Parigi Moutong, PUSATWARTA.ID – Transformasi peran Satuan Perlindungan Masyarakat (Satlinmas) menjadi agen perubahan sosial serta menjadi penekanan utama dalam pembukaan Pendidikan dan Pelatihan (Diklat) Penguatan Kapasitas Satlinmas di Kabupaten Parigi Moutong.
Kegiatan ini dibuka Sekretaris Daerah Parigi Moutong, Zulfinasran, sekaligus menjadi pemateri. Acara berlangsung di Aula Dinas Pendidikan dan Kebudayaan dan diikuti oleh anggota Satlinmas dari berbagai wilayah.
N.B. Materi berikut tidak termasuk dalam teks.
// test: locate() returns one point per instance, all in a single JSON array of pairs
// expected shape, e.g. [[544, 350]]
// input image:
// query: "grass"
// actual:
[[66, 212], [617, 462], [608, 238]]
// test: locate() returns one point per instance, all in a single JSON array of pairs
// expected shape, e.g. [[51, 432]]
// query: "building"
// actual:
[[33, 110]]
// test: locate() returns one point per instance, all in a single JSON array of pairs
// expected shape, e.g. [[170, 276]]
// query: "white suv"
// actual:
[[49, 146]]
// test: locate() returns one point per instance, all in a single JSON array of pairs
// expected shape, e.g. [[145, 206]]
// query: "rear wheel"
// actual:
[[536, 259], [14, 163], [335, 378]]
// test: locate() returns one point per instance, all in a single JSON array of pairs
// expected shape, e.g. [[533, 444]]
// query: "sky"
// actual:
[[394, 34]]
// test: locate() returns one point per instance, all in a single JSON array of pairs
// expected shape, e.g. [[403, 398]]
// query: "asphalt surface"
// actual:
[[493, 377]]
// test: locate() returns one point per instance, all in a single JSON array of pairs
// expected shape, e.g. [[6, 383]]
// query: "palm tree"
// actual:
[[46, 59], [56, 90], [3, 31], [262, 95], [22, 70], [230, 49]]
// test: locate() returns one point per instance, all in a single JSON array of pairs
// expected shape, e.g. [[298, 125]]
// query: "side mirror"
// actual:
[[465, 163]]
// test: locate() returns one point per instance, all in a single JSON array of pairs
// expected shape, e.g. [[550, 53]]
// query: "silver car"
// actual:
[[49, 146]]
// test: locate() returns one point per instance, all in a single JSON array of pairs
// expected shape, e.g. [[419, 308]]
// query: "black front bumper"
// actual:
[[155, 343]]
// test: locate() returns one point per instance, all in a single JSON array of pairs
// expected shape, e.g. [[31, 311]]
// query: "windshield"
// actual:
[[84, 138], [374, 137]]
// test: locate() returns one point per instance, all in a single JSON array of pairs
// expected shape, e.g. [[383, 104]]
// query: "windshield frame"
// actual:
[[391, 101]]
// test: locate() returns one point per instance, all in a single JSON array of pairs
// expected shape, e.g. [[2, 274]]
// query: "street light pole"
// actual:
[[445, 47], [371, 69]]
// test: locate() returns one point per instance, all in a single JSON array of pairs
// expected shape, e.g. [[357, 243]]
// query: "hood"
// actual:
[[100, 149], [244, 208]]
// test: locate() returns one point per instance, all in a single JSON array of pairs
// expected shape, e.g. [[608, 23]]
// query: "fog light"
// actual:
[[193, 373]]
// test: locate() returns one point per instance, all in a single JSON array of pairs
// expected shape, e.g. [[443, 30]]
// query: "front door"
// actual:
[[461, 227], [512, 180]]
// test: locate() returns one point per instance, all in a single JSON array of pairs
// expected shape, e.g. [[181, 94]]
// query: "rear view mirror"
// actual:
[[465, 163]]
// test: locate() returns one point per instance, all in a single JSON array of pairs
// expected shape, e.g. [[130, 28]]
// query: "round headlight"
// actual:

Dalam arahannya, Zulfinasran menegaskan bahwa Satlinmas memiliki posisi strategis sebagai penghubung antara pemerintah dan masyarakat, sekaligus berperan penting dalam menjaga stabilitas sosial di tingkat desa.
“Satlinmas bukan sekadar pelengkap organisasi, tetapi memiliki peran vital dalam perlindungan masyarakat dan menjaga ketertiban di lingkungan,” ujarnya.
Ia menjelaskan, ke depan Satlinmas dituntut mampu menjalankan fungsi yang lebih luas, mulai dari kesiapsiagaan bencana, pengamanan proses demokrasi, hingga penyebarluasan informasi hukum kepada masyarakat.
Menurutnya, penguatan kapasitas tersebut menjadi bagian dari strategi pemerintah daerah dalam membangun ketahanan sosial yang berkelanjutan.
Zulfinasran juga menyebut bahwa pengembangan peran Satlinmas telah terintegrasi dalam Rencana Pembangunan Jangka Menengah Daerah (RPJMD), melalui koordinasi lintas Organisasi Perangkat Daerah (OPD) serta dukungan anggaran dari APBD dan kolaborasi dengan pihak swasta melalui program CSR.
Selain sebagai unsur pengamanan, Satlinmas diharapkan mampu menjadi motor penggerak di tengah masyarakat dalam mendukung pembangunan dan menjaga kondusivitas wilayah.
“Dengan kapasitas yang terus ditingkatkan, Satlinmas diharapkan mampu menjadi pilar ketahanan sosial dan berkontribusi pada terciptanya iklim demokrasi yang sehat,” ujarnya.